Our findings suggest that predictive models for ICUAW should be flexible and incorporate both modifiable and nonmodifiable factors associated with the condition. It is vital to consider factors that have demonstrated a consistent association, such as age, female gender, and organ failure. Additionally, it is essential to account for factors that may not have a conclusive association due to heterogeneity found in systematic reviews or their absence, yet have a significant pathophysiological basis in the development of ICUAW as discussed in this text. Prominent among these factors are comorbidities such as obesity, frailty, high lactate levels, hyperglycemia, the use of NMBAs, corticosteroids, aminoglycosides, renal replacement therapy, norepinephrine, and nutritional intake.

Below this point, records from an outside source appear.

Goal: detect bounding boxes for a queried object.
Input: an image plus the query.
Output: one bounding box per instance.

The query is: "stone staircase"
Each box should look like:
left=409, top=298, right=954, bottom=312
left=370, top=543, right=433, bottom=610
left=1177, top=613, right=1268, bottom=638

The findings of this review are primarily based on individual reviews. Any biases, methodological errors, or limitations present in the original reviews could impact the conclusions. The associations identified in this study may be affected by the heterogeneity highlighted in the meta-analyses and the lack of meta-analyses for some factors. We only reported the extent of overlap among the meta-analyses and did not devise a strategy to resolve this aspect. Nevertheless, we generated the overlap analysis matrices and a map delineating the primary studies incorporated in each systematic review (Supplementary Material), which can be utilized for subsequent in-depth analyses.

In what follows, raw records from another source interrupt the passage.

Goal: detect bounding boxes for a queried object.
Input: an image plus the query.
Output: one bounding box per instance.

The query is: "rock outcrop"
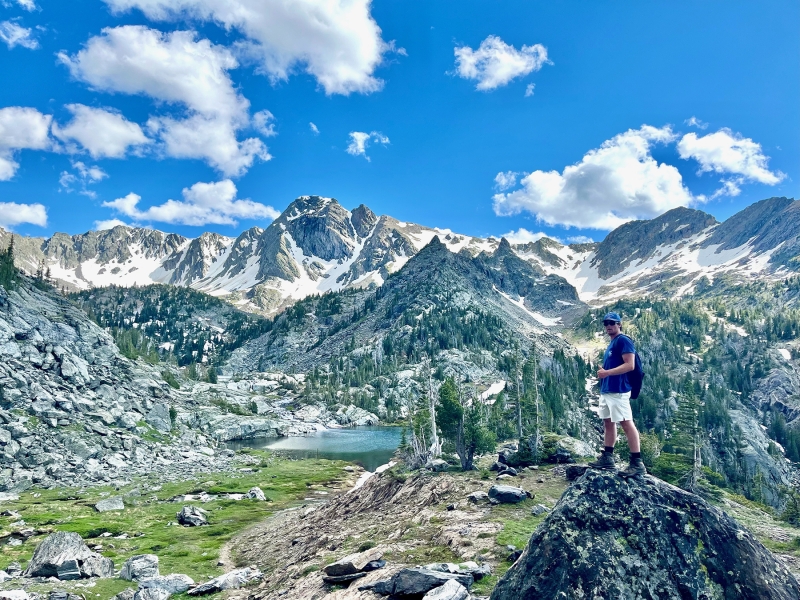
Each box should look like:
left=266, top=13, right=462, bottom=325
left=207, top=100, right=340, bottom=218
left=25, top=531, right=114, bottom=580
left=491, top=470, right=800, bottom=600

It is important to note that this review highlighted factors described in selected systematic reviews, leading to limited discussion of other potential factors not addressed in those reviews. Many of these unaddressed factors are related to therapies performed in the ICU, whose causal relationships remain unclear. However, the discussion briefly mentions conclusions from primary studies and narrative reviews which emphasize their possible implications with ICUAW.

A comprehensive literature search was conducted using a sensitive approach to identify all relevant reviews related to ICUAW. Nevertheless, the search may be limited by the omission of other databases or publications in nonconventional languages (primarily Asian languages), which could result in the absence of relevant reviews.